SAN FRANCISCO, March 27 (Reuters) - The expected chief of high-end computing at the merged Hewlett-Packard Co. (NYSE:HWP - news) and Compaq Computer Corp. (NYSE:CPQ - news) said on Wednesday that recent health care industry deals for $300 million showed customers wanted the one-stop technology shopping promised by the merged HP.




Compaq was keeping customers and had signed the deals with health care companies since announcing in September plans for the merger, Peter Blackmore, executive vice president of sales and services at Houston, Texas-based Compaq, said in a telephone interview.

``We haven't lost our momentum,'' he said, adding that the deals also proved customers had not abandoned Compaq, despite the impending merger, which spurred a nasty and vocal battle over the companies' future.

Blackmore will take over the high-end computer servers group at HP if the $19 billion merger goes through.
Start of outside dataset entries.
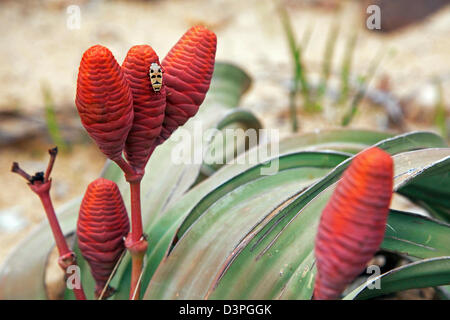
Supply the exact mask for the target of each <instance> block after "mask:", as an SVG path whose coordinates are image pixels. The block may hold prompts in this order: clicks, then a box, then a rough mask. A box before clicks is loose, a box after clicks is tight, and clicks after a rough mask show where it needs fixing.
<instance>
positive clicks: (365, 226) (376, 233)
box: [314, 147, 393, 300]
mask: <svg viewBox="0 0 450 320" xmlns="http://www.w3.org/2000/svg"><path fill="white" fill-rule="evenodd" d="M392 184H393V161H392V158H391V156H390V155H389V154H388V153H386V152H385V151H383V150H381V149H379V148H375V147H373V148H370V149H368V150H366V151H364V152H362V153H360V154H359V155H357V156H356V157H355V158H354V160H353V161H352V163H351V164H350V166H349V167H348V169H347V170H346V171H345V173H344V174H343V176H342V178H341V180H340V181H339V183H338V185H337V187H336V190H335V192H334V193H333V195H332V197H331V199H330V201H329V202H328V204H327V206H326V207H325V209H324V210H323V212H322V216H321V219H320V224H319V229H318V233H317V238H316V244H315V255H316V260H317V276H316V282H315V287H314V299H320V300H322V299H338V298H339V297H340V295H341V293H342V292H343V291H344V289H345V288H346V287H347V285H348V284H350V283H351V282H352V281H353V280H354V279H355V278H356V277H357V276H358V275H359V274H360V273H361V272H363V271H364V269H365V268H366V265H367V263H368V262H369V261H370V259H371V258H372V257H373V255H374V254H375V253H376V251H378V250H379V247H380V245H381V243H382V241H383V237H384V232H385V228H386V221H387V217H388V214H389V204H390V201H391V196H392Z"/></svg>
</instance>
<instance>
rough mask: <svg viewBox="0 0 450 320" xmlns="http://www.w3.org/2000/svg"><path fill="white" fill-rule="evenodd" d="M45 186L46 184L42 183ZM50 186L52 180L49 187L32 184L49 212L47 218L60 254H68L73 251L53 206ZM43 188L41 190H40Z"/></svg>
mask: <svg viewBox="0 0 450 320" xmlns="http://www.w3.org/2000/svg"><path fill="white" fill-rule="evenodd" d="M41 186H44V185H41ZM50 186H51V182H49V188H48V189H47V188H45V189H41V188H36V186H34V185H30V188H31V190H33V191H35V190H38V191H37V192H36V191H35V192H36V194H37V195H38V196H39V198H40V199H41V202H42V205H43V207H44V210H45V213H46V214H47V219H48V222H49V224H50V228H51V229H52V232H53V237H54V238H55V243H56V247H57V248H58V252H59V255H60V256H63V255H66V254H68V253H70V252H72V251H71V250H70V249H69V246H68V245H67V242H66V238H65V237H64V234H63V232H62V230H61V227H60V225H59V222H58V218H57V217H56V214H55V210H54V208H53V204H52V200H51V199H50V192H49V190H50ZM39 189H41V190H42V191H41V190H39Z"/></svg>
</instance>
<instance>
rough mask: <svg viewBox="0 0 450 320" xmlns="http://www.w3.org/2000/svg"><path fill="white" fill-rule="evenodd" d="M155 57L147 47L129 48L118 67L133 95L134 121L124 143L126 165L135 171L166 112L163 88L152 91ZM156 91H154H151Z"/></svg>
mask: <svg viewBox="0 0 450 320" xmlns="http://www.w3.org/2000/svg"><path fill="white" fill-rule="evenodd" d="M159 64H160V63H159V58H158V56H157V55H156V53H155V51H153V49H152V47H150V46H148V45H139V46H134V47H132V48H131V49H130V50H129V51H128V54H127V56H126V58H125V60H124V62H123V64H122V70H123V72H124V74H125V78H126V79H127V81H128V83H129V85H130V88H131V92H132V95H133V110H134V120H133V126H132V127H131V130H130V133H129V134H128V138H127V140H126V144H125V156H126V158H127V160H128V162H129V163H130V164H131V165H132V166H133V167H134V168H137V169H138V170H143V169H144V168H145V165H146V164H147V161H148V159H149V157H150V155H151V153H152V151H153V149H154V148H152V146H153V144H154V143H155V141H156V138H157V137H158V136H159V134H160V133H161V128H162V124H163V121H164V111H165V109H166V89H165V86H164V85H161V87H159V88H158V89H156V87H155V88H153V86H152V83H151V77H154V78H153V79H155V81H156V80H157V75H156V74H153V75H150V67H151V66H153V68H155V69H156V70H155V73H156V72H157V71H158V70H160V68H161V67H159ZM155 90H156V91H155Z"/></svg>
HP has said shareholders approved the deal by a slim margin last week, but official certification is expected to take weeks.
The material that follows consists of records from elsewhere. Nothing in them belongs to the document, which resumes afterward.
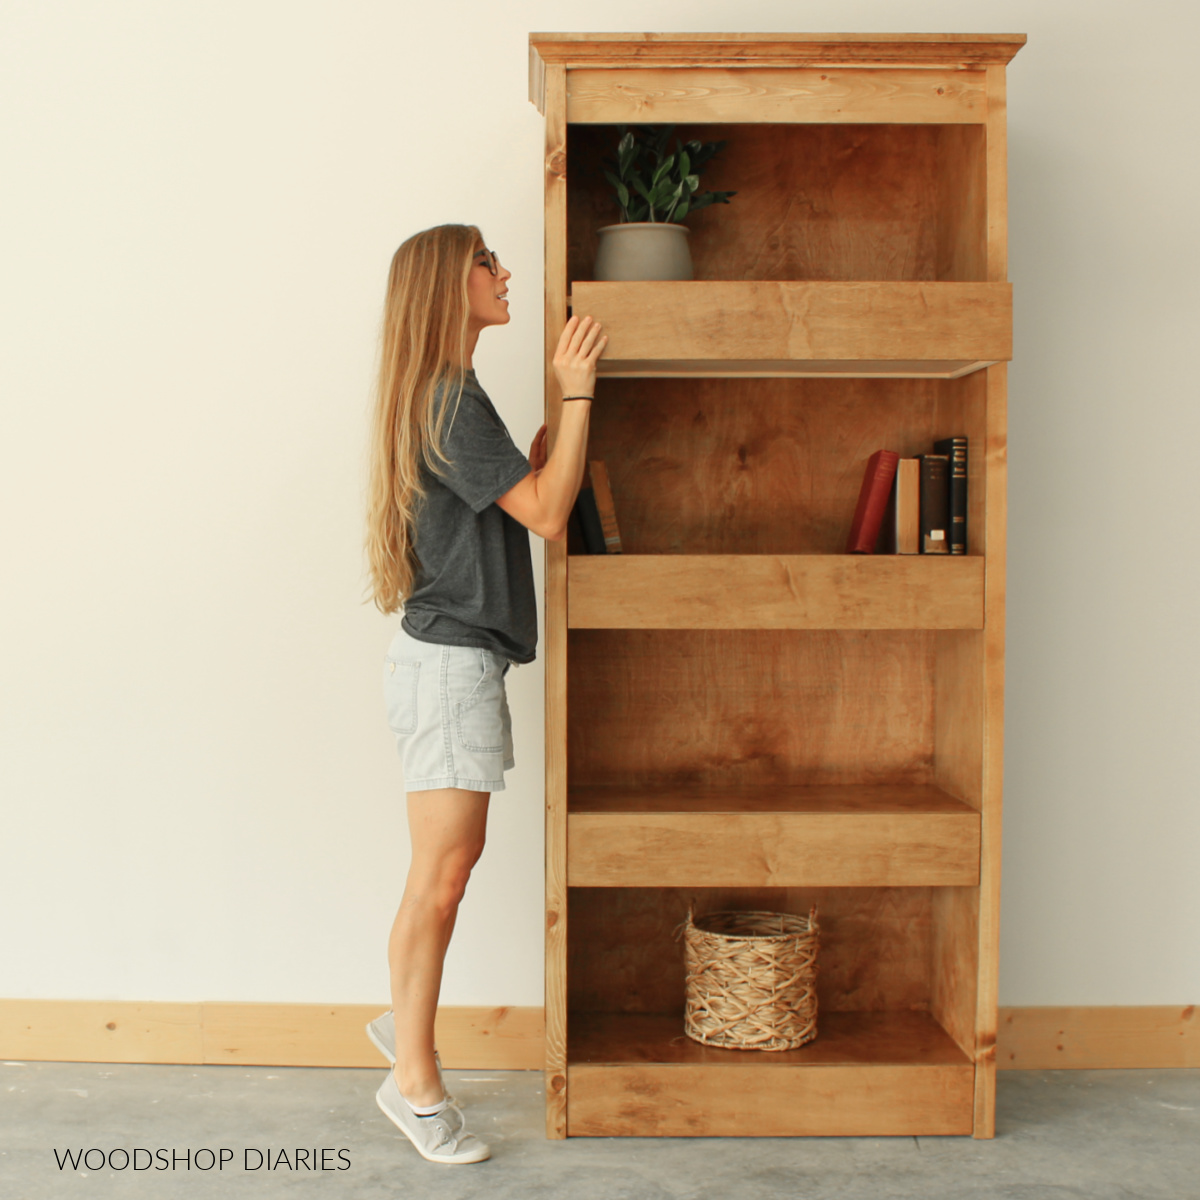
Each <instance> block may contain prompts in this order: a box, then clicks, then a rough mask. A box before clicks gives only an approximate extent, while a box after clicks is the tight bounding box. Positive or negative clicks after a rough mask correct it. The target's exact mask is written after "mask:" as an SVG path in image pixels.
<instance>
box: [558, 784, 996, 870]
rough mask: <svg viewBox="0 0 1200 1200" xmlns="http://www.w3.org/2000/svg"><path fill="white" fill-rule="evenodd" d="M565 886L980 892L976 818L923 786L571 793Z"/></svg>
mask: <svg viewBox="0 0 1200 1200" xmlns="http://www.w3.org/2000/svg"><path fill="white" fill-rule="evenodd" d="M568 803H569V815H568V836H566V844H568V859H566V878H568V883H569V884H570V886H571V887H977V886H978V883H979V828H980V827H979V814H978V812H977V811H976V810H974V809H972V808H970V806H968V805H967V804H964V803H962V802H961V800H958V799H955V798H954V797H952V796H948V794H947V793H946V792H942V791H941V790H940V788H936V787H931V786H916V785H913V786H896V787H878V786H876V787H866V786H846V787H742V788H733V787H722V788H704V790H692V791H686V790H680V788H668V790H654V788H646V787H632V788H624V787H617V786H593V787H574V788H571V790H570V792H569V793H568Z"/></svg>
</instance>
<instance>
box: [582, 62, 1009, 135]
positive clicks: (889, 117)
mask: <svg viewBox="0 0 1200 1200" xmlns="http://www.w3.org/2000/svg"><path fill="white" fill-rule="evenodd" d="M986 118H988V94H986V77H985V74H984V72H983V71H982V70H980V71H960V70H956V68H949V70H942V71H936V70H929V68H902V67H899V68H895V70H893V71H877V70H871V68H870V67H866V68H854V67H839V68H830V67H827V68H824V70H822V68H820V67H811V68H804V67H790V68H785V70H779V68H773V67H732V68H722V67H698V68H694V70H691V71H688V70H679V68H678V67H668V68H655V67H650V66H643V67H636V68H619V67H617V68H612V67H608V68H601V70H588V68H586V67H583V68H577V70H574V71H571V72H570V73H569V74H568V79H566V119H568V121H570V122H571V124H581V125H605V124H607V125H614V124H628V125H652V124H671V125H678V124H683V122H696V121H703V122H709V121H719V122H722V124H733V122H746V121H769V122H776V124H793V122H800V121H804V122H810V124H830V122H839V121H840V122H856V124H866V122H872V124H874V122H882V124H889V125H892V124H925V125H952V124H954V125H956V124H967V122H974V124H979V122H982V121H985V120H986Z"/></svg>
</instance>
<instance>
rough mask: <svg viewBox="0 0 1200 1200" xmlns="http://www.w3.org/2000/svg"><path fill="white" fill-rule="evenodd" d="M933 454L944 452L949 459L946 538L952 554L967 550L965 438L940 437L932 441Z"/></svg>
mask: <svg viewBox="0 0 1200 1200" xmlns="http://www.w3.org/2000/svg"><path fill="white" fill-rule="evenodd" d="M934 451H935V454H944V455H946V456H947V457H948V458H949V460H950V502H949V503H950V506H949V514H950V527H949V529H948V530H947V538H948V540H949V542H950V553H952V554H965V553H966V552H967V439H966V438H965V437H954V438H942V440H941V442H935V443H934Z"/></svg>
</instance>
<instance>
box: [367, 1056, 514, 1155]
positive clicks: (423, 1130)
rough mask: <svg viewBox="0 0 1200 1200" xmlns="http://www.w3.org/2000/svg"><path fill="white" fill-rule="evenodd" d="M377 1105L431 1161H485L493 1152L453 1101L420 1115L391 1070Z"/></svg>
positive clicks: (377, 1096) (420, 1152)
mask: <svg viewBox="0 0 1200 1200" xmlns="http://www.w3.org/2000/svg"><path fill="white" fill-rule="evenodd" d="M376 1104H378V1105H379V1110H380V1111H382V1112H383V1115H384V1116H385V1117H386V1118H388V1120H389V1121H390V1122H391V1123H392V1124H394V1126H395V1127H396V1128H397V1129H398V1130H400V1132H401V1133H402V1134H403V1135H404V1136H406V1138H407V1139H408V1140H409V1141H410V1142H412V1144H413V1145H414V1146H415V1147H416V1152H418V1153H419V1154H420V1156H421V1158H426V1159H428V1160H430V1162H431V1163H481V1162H484V1159H485V1158H488V1157H490V1156H491V1153H492V1151H491V1148H490V1147H488V1146H487V1145H486V1144H485V1142H482V1141H480V1140H479V1139H478V1138H476V1136H475V1135H474V1134H473V1133H468V1132H467V1122H466V1120H464V1118H463V1115H462V1112H461V1111H460V1109H457V1108H456V1106H455V1105H454V1104H451V1103H450V1102H449V1100H446V1102H445V1103H444V1106H443V1108H442V1110H440V1111H439V1112H436V1114H433V1116H428V1117H419V1116H418V1115H416V1114H415V1112H414V1111H413V1106H412V1105H410V1104H409V1103H408V1100H406V1099H404V1097H403V1096H401V1094H400V1088H398V1087H397V1086H396V1076H395V1075H392V1073H391V1072H390V1070H389V1072H388V1078H386V1079H385V1080H384V1081H383V1085H382V1086H380V1088H379V1091H378V1092H376Z"/></svg>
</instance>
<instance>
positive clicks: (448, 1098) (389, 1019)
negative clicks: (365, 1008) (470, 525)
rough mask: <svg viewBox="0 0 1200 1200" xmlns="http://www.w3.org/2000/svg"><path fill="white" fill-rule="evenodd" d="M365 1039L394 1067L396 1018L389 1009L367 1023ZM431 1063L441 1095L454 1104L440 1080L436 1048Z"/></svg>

The merged company is betting that big customers will choose to buy all their gear from one shop, although analysts have questioned whether corporations with different types of machines running different programs would not use a variety of suppliers.

Compaq said that since the merger was announced it had done about 14 deals for servers and services to health care companies worth some $300 million over three to five years.

Compaq has already announced a number of those deals, which build on the roughly $1.2 billion in North American health care sales that Compaq had previously.

``We see it as very natural that you will have high end Unix, Linux, with a range of operating systems living alongside each other. Almost all customers I go to have a mix of that,'' he said. ``The norm is a mix, and I don't see that changing.''

One new example is a $10 million, 2-year deal with San Diego-based Sharp HealthCare which includes Himalaya mainframe-style servers, Alpha servers running the high-end Unix operating system, Microsoft Windows-based low-end ProLiant servers, Compaq's storage area network and wireless communications.

Other health care customers included the Medical College of Wisconsin, Virginia Commonwealth University's Medical College

of Virginia Hospital, Baptist Memorial Health Care Corp and Cardinal health.

``Increasingly they (customers) want the end-to-end capability, not just Unix, and that enables us in front of the customer to differentiate ourselves enormously from Sun Microsystems(NasdaqNM:SUNW - news), and when we merge, the differentiation gets even broader,'' Blackmore said.